The depth-depth plot is the multivariate analog of the QQ-plot.

```{r dd-same}
set.seed(2)
x_same <- matrix(rnorm(200), nrow = 100, ncol = 2)
y_same <- matrix(rnorm(200), nrow = 100, ncol = 2)

dd_plot(x_same, y_same,
        depth_fn = mahalanobis_depth,
        main     = "DD-Plot: same distribution")
```

```{r dd-shift}
y_shift <- matrix(rnorm(200, mean = 2), nrow = 100, ncol = 2)

dd_plot(x_same, y_shift,
        depth_fn = mahalanobis_depth,
        main     = "DD-Plot: location shift of 2")
```

---

## High-Dimensional Performance

depthR works in high dimension. Here we demonstrate on $d = 10$.

```{r high-d-setup}
set.seed(3)
n       <- 100
d       <- 10
data_hd <- matrix(rnorm(n * d), nrow = n, ncol = d)
x_hd    <- rbind(colMeans(data_hd), colMeans(data_hd) + 4)
cat("Dimension d =", d, ", n =", n, "\n")
```

```{r high-d-mahal}
cat("Mahalanobis depth:\n")
print(round(mahalanobis_depth(x_hd, data_hd), 4))
```

```{r high-d-tukey, eval = FALSE}
cat("\nTukey depth:\n")
print(round(tukey_depth(x_hd, data_hd,
            batch_size = 50, min_batches = 3, patience = 2), 4))
```
```
#> 
#> Tukey depth:
#> [1] 0.42 0.00
```

```{r high-d-spatial}
cat("\nSpatial depth:\n")
print(round(spatial_depth(x_hd, data_hd), 4))
```

---

## References

- Liu, R. Y. (1990). On a notion of data depth based on random simplices.
  *Annals of Statistics*, 18(1), 405--414.
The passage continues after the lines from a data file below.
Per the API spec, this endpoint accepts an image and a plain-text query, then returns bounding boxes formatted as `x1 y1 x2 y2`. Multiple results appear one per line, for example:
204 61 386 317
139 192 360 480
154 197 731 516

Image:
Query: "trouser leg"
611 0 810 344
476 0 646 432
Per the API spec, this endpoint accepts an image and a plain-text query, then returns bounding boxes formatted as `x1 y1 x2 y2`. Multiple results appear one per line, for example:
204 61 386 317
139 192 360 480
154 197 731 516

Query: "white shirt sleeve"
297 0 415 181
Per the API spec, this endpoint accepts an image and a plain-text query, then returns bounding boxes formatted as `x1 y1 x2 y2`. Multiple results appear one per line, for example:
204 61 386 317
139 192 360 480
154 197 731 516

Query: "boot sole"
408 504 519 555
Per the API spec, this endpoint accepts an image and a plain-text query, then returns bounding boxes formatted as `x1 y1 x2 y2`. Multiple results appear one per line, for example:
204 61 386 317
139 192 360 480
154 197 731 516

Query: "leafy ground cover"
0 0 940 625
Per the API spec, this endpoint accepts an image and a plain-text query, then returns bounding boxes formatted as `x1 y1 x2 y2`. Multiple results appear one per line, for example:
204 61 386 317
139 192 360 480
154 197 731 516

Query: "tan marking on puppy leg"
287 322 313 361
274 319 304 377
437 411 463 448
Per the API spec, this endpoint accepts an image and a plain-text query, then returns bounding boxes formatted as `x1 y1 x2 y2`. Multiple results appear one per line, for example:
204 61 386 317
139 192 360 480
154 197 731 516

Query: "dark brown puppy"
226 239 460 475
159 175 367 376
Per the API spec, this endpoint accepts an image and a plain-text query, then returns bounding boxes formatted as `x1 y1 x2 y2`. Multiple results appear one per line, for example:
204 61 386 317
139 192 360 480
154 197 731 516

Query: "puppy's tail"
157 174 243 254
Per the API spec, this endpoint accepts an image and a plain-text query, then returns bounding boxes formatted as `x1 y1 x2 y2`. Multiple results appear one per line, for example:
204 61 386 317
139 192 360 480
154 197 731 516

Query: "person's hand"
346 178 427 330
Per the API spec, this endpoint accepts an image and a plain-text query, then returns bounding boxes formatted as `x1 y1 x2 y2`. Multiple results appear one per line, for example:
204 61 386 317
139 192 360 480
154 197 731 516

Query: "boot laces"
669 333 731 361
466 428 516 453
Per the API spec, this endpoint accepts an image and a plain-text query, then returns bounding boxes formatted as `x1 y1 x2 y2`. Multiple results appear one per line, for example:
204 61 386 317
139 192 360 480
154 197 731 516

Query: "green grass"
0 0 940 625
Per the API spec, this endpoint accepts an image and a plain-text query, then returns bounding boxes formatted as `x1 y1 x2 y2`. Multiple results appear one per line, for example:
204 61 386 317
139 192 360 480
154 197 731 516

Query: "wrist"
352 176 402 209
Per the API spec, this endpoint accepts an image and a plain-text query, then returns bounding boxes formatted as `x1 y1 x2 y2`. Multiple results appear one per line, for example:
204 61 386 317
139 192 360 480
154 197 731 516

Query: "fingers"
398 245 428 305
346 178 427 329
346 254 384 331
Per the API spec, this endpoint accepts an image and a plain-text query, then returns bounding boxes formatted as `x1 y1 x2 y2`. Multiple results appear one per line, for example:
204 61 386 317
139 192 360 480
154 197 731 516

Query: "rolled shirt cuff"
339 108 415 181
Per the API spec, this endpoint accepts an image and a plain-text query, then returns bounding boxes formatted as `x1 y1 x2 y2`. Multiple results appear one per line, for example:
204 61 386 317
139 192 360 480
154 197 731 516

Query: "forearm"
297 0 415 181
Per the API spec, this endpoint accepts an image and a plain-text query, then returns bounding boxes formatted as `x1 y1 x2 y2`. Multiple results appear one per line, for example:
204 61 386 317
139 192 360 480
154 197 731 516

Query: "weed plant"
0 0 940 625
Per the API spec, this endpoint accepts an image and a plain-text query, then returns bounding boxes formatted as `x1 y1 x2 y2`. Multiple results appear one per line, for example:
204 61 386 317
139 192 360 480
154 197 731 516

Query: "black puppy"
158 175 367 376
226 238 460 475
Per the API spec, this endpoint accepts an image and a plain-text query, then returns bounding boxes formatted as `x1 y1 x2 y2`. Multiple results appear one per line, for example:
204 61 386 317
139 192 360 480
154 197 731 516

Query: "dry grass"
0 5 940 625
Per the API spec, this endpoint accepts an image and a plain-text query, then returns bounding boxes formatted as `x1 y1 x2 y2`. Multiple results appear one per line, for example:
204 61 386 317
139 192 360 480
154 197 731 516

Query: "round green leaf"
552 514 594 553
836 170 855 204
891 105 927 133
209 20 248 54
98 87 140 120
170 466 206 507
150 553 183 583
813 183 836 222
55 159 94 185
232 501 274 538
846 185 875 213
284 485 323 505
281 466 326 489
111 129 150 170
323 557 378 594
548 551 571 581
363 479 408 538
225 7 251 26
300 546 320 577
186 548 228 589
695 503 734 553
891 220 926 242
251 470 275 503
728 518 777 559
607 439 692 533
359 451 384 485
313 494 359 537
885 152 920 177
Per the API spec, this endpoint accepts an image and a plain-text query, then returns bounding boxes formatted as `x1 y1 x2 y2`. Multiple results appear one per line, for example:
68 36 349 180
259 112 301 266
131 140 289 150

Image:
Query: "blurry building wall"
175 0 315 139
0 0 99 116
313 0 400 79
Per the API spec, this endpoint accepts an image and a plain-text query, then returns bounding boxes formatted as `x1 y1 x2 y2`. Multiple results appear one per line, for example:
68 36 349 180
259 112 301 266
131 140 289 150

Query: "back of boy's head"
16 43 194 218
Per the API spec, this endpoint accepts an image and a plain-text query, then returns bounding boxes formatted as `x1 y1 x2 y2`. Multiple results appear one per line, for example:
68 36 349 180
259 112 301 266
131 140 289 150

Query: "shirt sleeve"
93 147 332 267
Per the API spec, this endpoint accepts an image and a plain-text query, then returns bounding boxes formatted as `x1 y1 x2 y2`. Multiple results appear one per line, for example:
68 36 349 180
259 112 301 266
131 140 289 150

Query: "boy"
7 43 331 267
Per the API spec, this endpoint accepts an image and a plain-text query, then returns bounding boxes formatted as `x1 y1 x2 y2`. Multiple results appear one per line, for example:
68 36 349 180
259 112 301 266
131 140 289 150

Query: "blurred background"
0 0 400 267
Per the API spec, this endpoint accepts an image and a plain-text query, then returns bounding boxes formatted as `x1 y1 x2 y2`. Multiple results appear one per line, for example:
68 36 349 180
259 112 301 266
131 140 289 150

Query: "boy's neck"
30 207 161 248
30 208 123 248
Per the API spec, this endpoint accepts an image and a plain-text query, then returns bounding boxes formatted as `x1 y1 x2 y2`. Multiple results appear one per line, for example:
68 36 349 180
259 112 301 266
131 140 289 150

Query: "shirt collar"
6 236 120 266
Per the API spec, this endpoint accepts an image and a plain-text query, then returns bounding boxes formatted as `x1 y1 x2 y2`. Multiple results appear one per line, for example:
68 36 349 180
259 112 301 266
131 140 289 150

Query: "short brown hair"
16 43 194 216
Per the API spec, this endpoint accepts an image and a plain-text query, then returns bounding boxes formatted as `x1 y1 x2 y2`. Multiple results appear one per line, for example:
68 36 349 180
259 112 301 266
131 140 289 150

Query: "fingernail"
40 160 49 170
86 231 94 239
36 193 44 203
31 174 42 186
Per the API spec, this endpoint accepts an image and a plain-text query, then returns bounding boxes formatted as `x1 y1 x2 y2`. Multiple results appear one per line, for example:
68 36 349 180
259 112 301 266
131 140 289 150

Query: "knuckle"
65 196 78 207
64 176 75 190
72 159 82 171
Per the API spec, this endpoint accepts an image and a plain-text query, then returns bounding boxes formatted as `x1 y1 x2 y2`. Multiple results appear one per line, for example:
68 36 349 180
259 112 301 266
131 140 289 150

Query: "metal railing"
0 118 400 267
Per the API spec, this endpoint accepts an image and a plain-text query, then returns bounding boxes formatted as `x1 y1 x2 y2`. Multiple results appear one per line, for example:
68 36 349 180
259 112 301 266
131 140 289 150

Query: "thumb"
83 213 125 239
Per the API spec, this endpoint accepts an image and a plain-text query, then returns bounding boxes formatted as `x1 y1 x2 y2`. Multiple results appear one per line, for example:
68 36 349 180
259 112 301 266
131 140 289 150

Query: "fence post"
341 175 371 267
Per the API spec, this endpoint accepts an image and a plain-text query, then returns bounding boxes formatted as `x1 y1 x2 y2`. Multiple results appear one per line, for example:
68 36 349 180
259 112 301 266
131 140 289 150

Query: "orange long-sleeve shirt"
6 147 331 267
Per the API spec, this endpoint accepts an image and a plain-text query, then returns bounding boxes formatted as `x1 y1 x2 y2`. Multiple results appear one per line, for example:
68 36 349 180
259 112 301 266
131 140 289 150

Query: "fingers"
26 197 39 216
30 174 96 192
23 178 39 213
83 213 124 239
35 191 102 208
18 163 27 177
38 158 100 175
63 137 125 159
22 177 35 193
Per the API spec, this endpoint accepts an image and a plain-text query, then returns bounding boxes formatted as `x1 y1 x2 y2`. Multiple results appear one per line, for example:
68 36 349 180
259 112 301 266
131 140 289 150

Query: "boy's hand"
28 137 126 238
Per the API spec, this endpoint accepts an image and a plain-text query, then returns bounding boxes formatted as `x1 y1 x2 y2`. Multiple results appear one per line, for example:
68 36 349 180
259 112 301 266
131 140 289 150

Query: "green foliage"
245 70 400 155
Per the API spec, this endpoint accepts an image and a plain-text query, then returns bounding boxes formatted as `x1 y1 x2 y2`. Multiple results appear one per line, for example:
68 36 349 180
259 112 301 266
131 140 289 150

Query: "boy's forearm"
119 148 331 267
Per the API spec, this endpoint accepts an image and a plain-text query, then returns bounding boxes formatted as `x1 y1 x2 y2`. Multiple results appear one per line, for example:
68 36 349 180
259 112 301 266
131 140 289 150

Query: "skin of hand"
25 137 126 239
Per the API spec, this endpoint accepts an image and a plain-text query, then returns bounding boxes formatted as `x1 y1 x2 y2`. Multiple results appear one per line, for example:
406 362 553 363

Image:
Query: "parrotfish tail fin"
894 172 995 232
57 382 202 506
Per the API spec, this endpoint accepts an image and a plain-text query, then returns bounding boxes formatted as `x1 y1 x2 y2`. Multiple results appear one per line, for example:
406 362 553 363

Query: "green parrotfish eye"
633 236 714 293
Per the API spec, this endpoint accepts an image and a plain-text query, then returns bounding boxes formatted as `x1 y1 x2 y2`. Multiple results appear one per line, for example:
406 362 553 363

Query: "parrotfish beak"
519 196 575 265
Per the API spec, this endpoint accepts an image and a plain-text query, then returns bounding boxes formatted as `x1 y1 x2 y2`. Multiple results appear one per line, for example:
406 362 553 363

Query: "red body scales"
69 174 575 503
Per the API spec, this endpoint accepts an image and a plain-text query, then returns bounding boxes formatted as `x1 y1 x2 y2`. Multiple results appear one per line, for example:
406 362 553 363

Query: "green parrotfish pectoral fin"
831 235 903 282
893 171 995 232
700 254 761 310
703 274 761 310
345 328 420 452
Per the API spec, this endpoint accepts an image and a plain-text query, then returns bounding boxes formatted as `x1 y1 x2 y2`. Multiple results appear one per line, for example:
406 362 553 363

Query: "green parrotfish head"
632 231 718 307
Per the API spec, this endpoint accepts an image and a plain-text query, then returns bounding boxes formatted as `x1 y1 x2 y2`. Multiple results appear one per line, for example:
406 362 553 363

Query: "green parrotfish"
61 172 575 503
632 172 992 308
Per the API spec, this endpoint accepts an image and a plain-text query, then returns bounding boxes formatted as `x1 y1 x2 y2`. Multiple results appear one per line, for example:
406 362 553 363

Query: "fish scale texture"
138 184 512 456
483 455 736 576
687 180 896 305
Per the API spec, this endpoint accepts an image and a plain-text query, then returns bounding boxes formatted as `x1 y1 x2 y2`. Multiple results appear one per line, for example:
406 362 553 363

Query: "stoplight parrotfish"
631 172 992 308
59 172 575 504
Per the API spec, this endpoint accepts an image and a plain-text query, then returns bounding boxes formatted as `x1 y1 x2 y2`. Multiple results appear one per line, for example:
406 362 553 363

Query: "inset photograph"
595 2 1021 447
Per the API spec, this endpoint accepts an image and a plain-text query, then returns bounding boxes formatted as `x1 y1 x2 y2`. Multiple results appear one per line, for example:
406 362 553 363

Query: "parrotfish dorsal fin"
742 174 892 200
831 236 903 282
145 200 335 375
- Vardi, Y. & Zhang, C.-H. (2000). The multivariate L1-median and associated
  data depth. *PNAS*, 97(4), 1423--1426.

- Zuo, Y. & Serfling, R. (2000). General notions of statistical depth function.
  *Annals of Statistics*, 28(2), 461--482.

- Serfling, R. (2006). Depth functions in nonparametric multivariate inference.
  *DIMACS Series in Discrete Mathematics*, 72, 1--16.